There has been a considerable quantity of propaganda about relatively benign economic statistics, partly a consequence of the pre-existing trends but also an automatic reaction to the sudden and random devaluation of the UK's currency. This is being touted by the imbecilic as indicating that all the concerns over Brexit's consequences were scare-mongering, without taking into account the lag between political action and impacts on the real economy - quite apart from the convenient denial that there has been no formal effort to commence the process, beyond establishing a government department whose Ministerial competence would not register on a micrometer.
As someone who will not be reconciled to the perversion of the constitutional framework (any less nebulous definition would be over-generous) there is a feeling of stasis at present, before the legal and Parliamentary direction becomes clear. The failure to articulate the centrality of the rule of law is a criminal omission on the part of May and her adventurist crew, and should be chased down by all those concerned that whatever the outcome, there is a representative decision. Instead Corbyn has spent his time alternately denying that his activists have an attitude problem and not articulating any specific reason why any floating voter should consider a Labour vote.
With a government of spies, this is not going to be acceptable for long. The approach adopted by Sturgeon in Scotland manages to combine a wider national interest with partisan advantage, and this needs to be adopted and developed across the other three nations of the UK. The challenge to peace and stability posed by the inept drafting and deliberate obfuscation over the status of the Northern Irish constitutional settlement deserves to be explored further, and answers given that do not change with the phases of the moon or whichever planet Davis happens to be imagining.
The closest parallel I can work through is the phoney way period after September 1939. That was a similar period of national delusion, and ended badly.
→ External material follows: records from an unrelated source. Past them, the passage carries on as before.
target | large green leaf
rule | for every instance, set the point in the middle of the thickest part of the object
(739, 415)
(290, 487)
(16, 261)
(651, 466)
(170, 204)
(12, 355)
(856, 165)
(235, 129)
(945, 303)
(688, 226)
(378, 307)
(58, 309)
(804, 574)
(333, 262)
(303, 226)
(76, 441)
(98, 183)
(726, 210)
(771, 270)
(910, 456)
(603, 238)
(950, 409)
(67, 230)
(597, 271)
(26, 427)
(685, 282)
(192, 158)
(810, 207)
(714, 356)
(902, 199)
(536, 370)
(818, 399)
Whereas in 1941 the United States and Soviet Union's immersion in conflict caused them to ride to the rescue of plucky little Britain, it is difficult to see where any external help could emerge from. We are a global laughing stock, casting ourself adrift, and there is nobody in charge. Ashamed to be defined British, in a racist timewarp, it would be tempting to give up - but there is no way I would ever give the motley rabble the satisfaction.